Internationalisation of skills required for Irish labour market

As the National Skills Strategy nears its final two years of implementation, the economic context in which it was published is vastly different to the current circumstances, with further changes in the labour market having been catalysed by the Covid-19 pandemic.

In 2016, the Department of Education published the National Skills Strategy, with the aim of upskilling the workforce in the State. Ireland’s economy was in recovery mode from its descent into recession. Indeed, the strategy was published just three years after the Troika relinquished its influence over the economy.

Currently, the strategy falls under the aegis of the Department of Further and Higher Education, Research, Innovation and Science.

No progress report has been published, meaning that its success rate will not be on the public record until at least 2025. The report’s predecessor was successful in reaching targets for people with Level 4-5 qualifications, education progression rates, and the number of learners completing senior cycle at second level, with the number of people aged 20-24 achieving a Level 4-5 qualification at 94 per cent in 2014.

Across all sectors, there is a common demand for people with language skills, pointing to a need for a higher emphasis on foreign languages in the education system. This process began with a pilot in primary education in 2021 as part of the Foreign Languages Strategy 2017-26, which Education Minister Norma Foley TD stated was a “success”. The Department of Education has stated that this will be a requirement in future curricula.

Additionally, an OECD report estimates that the 65 and over population in the State will rise to over 43 per cent of the population by 2030, meaning that almost half of the adult population will require some form of state support and will not be able to contribute to the labour market.

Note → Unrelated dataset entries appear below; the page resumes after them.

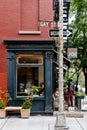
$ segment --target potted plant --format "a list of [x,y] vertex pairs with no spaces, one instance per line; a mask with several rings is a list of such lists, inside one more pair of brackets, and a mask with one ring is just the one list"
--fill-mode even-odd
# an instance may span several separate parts
[[5,111],[7,101],[6,95],[7,95],[6,92],[0,89],[0,118],[6,117],[6,111]]
[[21,117],[28,118],[30,116],[30,109],[32,107],[32,98],[27,97],[23,100],[22,109],[21,109]]
[[86,94],[83,91],[75,92],[75,96],[84,98]]
[[74,92],[75,94],[75,106],[80,110],[81,109],[81,99],[84,99],[84,97],[86,96],[85,92],[83,91],[78,91],[78,92]]
[[5,103],[2,98],[0,98],[0,118],[6,117],[6,111],[5,111]]
[[12,100],[7,91],[0,89],[0,118],[6,117],[5,107],[9,100]]
[[30,116],[30,109],[32,108],[32,102],[33,102],[33,95],[37,94],[38,92],[37,86],[32,86],[30,88],[30,91],[28,93],[28,96],[24,98],[22,109],[21,109],[21,117],[22,118],[28,118]]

The manufacturing sector, according to the strategy document, requires experienced scientists and engineers. The medical sector, meanwhile, emphasises the need for upskilling among mechanical, automation, and validation engineers; polymer technicians; software engineers; quality engineers; and regulatory compliance experts.

The ICT sector will require more skilled workers in core technological skills such as software development, cloud, security, networking, and infrastructure, with further requirements of a combination of technical skills with business, analytical, and foreign language skills as the job requirements become more complex.

The freight, transport, and logistics sector has growth potential in Ireland. With export revenues having increased by roughly €60 billion since the publication of the strategy, there will be further need for graduates in management, planning, and ICT, as well as skilled warehouse staff and HGV drivers.

As the economy continues its dynamic transformation towards more digitisation with further requirements to ensure that climate change is being tackled, the National Skills Strategy provides a broad-based foundation from which Irish workers can adapt to their ever-changing surroundings. However, given the changes that have occurred due to the Covid-19 pandemic, more in-depth measures will need to be taken given the effect of the pandemic on industry throughout the State.